On March 17, President Obama offered colleges and universities an opportunity to address this question: the President’s Interfaith and Community Service Campus Challenge. Obama invited campuses to commit to a year of interfaith cooperation and community service programming on their campuses, bringing students of different religious and nonreligious backgrounds together to serve the common good. This challenge allows us to highlight those dimensions of different religious traditions that inspire service and social justice and create spaces where students from different backgrounds can have positive meaningful encounters by working together to apply these shared values.

Obama was right to pick colleges and universities as the proving ground for this work. Other forms of diversity have robust curricular and co-curricular initiatives meant to foster appreciative knowledge about diverse traditions and positive meaningful encounters between students of diverse backgrounds. President Obama is asking us to do the same work with regards to America’s religious diversity.

So what kind of impact might we expect to see as campuses take on this challenge?

1. College and university presidents will start talking to each other about why this work matters, and why it ought to be an institutional priority. As campuses articulate an institutional commitment to interfaith cooperation, we hope it sparks a national conversation among higher education leaders, and that college and university presidents will encourage and challenge one another in their advancement of this work.

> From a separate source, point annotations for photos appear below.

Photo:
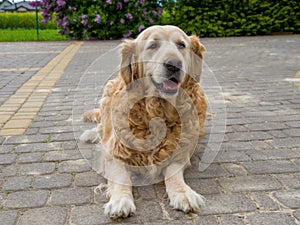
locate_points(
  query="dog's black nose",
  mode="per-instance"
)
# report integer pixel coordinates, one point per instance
(173, 64)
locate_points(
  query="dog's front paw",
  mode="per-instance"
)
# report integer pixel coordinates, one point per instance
(186, 201)
(119, 207)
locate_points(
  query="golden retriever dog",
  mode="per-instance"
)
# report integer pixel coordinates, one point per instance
(149, 118)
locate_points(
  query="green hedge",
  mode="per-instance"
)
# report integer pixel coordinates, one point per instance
(24, 20)
(219, 18)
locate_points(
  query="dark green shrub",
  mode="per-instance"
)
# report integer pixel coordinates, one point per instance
(217, 18)
(24, 20)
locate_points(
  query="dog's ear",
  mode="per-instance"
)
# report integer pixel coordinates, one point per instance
(197, 50)
(197, 47)
(128, 64)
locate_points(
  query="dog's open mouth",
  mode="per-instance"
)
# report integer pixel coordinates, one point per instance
(168, 86)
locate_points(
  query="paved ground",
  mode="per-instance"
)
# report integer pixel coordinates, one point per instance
(255, 179)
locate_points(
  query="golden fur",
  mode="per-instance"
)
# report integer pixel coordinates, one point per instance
(113, 113)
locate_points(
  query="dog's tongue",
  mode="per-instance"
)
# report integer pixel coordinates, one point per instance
(170, 85)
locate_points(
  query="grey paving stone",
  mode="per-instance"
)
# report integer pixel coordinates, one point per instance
(261, 145)
(62, 155)
(270, 166)
(37, 147)
(7, 159)
(235, 169)
(37, 168)
(229, 203)
(147, 215)
(9, 217)
(43, 216)
(292, 132)
(28, 139)
(17, 183)
(264, 201)
(272, 154)
(87, 179)
(26, 199)
(10, 170)
(7, 148)
(290, 142)
(29, 157)
(204, 186)
(289, 198)
(71, 196)
(146, 192)
(214, 170)
(2, 198)
(297, 215)
(272, 218)
(53, 181)
(206, 220)
(56, 129)
(232, 220)
(289, 180)
(173, 222)
(266, 126)
(249, 183)
(249, 136)
(232, 156)
(88, 215)
(80, 165)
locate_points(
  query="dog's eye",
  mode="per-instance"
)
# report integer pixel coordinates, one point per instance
(153, 45)
(180, 45)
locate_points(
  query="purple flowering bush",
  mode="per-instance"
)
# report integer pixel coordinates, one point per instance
(101, 19)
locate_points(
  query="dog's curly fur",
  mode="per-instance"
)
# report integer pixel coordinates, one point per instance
(139, 112)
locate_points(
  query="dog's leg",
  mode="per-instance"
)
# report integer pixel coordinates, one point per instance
(120, 202)
(119, 192)
(181, 196)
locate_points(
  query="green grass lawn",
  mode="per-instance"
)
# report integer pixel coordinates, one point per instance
(30, 35)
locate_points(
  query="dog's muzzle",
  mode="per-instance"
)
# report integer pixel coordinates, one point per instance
(171, 83)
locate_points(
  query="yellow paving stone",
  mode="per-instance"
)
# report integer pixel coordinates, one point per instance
(32, 104)
(17, 124)
(24, 110)
(18, 69)
(12, 132)
(4, 118)
(21, 108)
(16, 100)
(19, 116)
(7, 108)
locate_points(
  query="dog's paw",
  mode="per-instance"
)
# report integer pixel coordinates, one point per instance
(187, 201)
(90, 136)
(119, 207)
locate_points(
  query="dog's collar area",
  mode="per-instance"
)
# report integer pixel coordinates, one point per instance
(168, 86)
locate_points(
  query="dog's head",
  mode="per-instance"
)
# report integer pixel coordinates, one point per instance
(164, 55)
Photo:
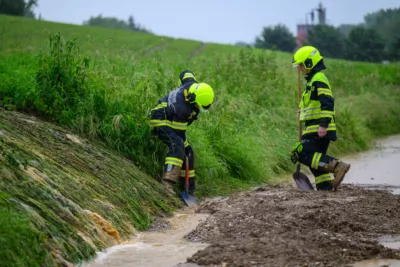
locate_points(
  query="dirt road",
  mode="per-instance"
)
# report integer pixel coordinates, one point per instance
(282, 226)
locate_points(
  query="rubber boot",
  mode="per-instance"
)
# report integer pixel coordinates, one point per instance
(171, 176)
(339, 170)
(192, 186)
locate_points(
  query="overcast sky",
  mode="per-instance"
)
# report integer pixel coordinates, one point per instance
(219, 21)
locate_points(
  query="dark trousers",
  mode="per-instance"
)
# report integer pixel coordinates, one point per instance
(313, 155)
(178, 147)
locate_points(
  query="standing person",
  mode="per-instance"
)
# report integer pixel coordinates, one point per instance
(170, 119)
(317, 111)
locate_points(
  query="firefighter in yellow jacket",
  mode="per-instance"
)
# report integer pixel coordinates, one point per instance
(317, 111)
(170, 119)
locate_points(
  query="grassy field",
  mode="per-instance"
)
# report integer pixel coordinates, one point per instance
(102, 83)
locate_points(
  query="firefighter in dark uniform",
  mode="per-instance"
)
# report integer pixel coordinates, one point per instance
(317, 111)
(170, 119)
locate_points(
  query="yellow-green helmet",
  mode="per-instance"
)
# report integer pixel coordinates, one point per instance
(307, 55)
(203, 95)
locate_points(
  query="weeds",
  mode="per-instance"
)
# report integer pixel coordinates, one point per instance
(244, 139)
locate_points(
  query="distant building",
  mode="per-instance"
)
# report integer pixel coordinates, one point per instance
(302, 33)
(302, 29)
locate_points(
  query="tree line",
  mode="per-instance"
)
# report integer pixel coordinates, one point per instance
(374, 40)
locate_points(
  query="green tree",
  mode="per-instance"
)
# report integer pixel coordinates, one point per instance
(386, 22)
(365, 44)
(328, 39)
(278, 37)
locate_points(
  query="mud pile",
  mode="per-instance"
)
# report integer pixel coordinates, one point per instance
(282, 226)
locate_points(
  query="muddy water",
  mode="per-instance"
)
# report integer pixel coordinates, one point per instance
(160, 247)
(376, 169)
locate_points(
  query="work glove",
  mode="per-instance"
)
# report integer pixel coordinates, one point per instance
(296, 151)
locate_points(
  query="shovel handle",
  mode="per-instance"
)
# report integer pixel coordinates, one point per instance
(186, 174)
(299, 98)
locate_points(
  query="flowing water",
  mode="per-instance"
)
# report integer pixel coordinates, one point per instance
(375, 169)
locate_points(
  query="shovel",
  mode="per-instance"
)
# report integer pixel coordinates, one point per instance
(187, 198)
(300, 178)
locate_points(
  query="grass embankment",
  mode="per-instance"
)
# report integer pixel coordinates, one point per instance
(105, 91)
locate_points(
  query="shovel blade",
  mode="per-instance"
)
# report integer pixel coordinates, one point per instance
(302, 181)
(189, 199)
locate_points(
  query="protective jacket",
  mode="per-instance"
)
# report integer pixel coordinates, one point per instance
(174, 110)
(317, 105)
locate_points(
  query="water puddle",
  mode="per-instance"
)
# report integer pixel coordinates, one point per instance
(377, 263)
(378, 168)
(390, 241)
(156, 248)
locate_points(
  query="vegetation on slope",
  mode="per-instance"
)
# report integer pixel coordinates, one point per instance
(104, 89)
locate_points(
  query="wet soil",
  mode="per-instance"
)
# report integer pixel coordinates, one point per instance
(282, 226)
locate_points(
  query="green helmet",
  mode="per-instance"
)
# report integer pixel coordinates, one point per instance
(309, 56)
(203, 95)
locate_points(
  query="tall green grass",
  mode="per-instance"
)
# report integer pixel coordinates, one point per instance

2. Learning from the broader diversity movement, colleges will begin to address these topics in the classroom to build students' appreciative knowledge. We imagine specialized courses such as the history of the interfaith movement or theologies of service in different religious traditions, as well as interdisciplinary curriculums that will explore interfaith cooperation within a variety of fields, such as political science, history, and sociology. The latter curriculums will be aimed at engaging a broad swath of the student population.

3. Campuses will initiate broad co-curricular programming meant to intentionally foster positive encounters between students of different religious and nonreligious backgrounds. Just as students participate in regular service-learning days, and diversity is incorporated into training for orientation leaders and RAs, campuses will get creative about programming that engages a significant number of students in interfaith cooperation, like campuswide interfaith action campaigns and religious diversity trainings for RAs.

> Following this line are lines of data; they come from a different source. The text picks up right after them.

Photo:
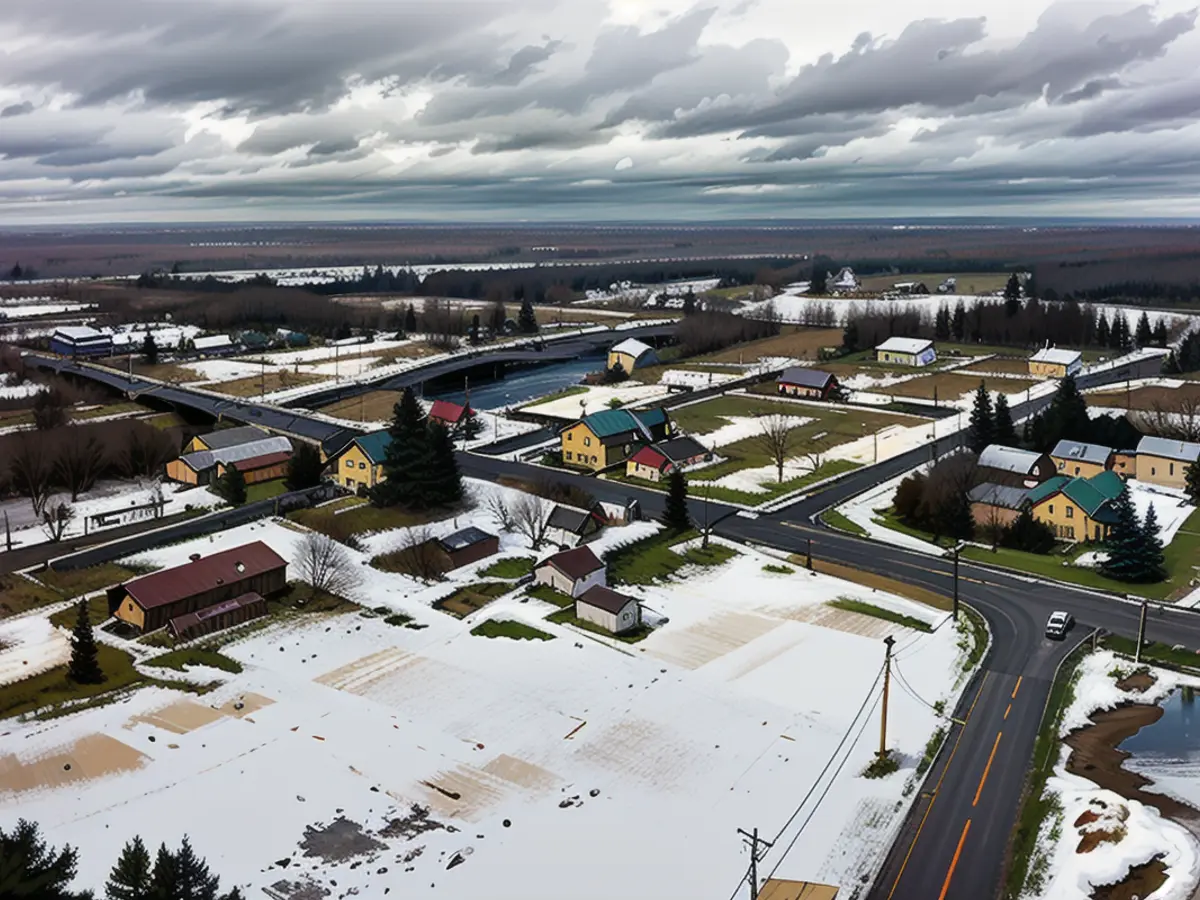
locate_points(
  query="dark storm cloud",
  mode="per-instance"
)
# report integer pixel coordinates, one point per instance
(255, 58)
(17, 109)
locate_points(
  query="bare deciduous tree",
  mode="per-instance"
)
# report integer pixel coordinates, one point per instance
(55, 519)
(327, 565)
(777, 441)
(531, 517)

4. The work of engaging religious diversity on campus will move from niche to norm. Excellent interfaith initiatives exist on many campuses, but they are often run by a single chaplain or small campus unit who only has resources to reach a small group of students. When engaging racial and ethnic diversity became a priority on campuses, we saw sustainable campuswide curricular and co-curricular programs and a national exchange of best practices and measurement for impact. Our hope is that we are nearing a similar tipping point for this work.

5. Campuses – with students leading the way – will harness the social capital of their communities and demonstrate the power of interfaith cooperation. We think about Greg Damhorst, a student leader at the University of Illinois at Urbana-Champaign, who with religious and nonreligious student groups mobilized 5,119 volunteers to pack 1,012,640 meals for earthquake survivors in Haiti. A local paper called the event the largest humanitarian effort ever staged outside of a major metropolitan area. This challenge should inspire projects like Greg’s on campuses all over the country, with students of diverse religious and nonreligious backgrounds making real impact on social issues.

6. We will see measurable changes in national knowledge, attitudes and behaviors toward religious diversity. As college students who simply think it is normal to cooperate with those who believe differently from them graduate and begin to take leadership, we hope that some of the dismal numbers on religious tolerance might significantly shift.

So what will it take for a college president to know that her graduating seniors are ready to lead in and engage with a religiously diverse world? Obama’s interfaith challenge offers the chance to find out.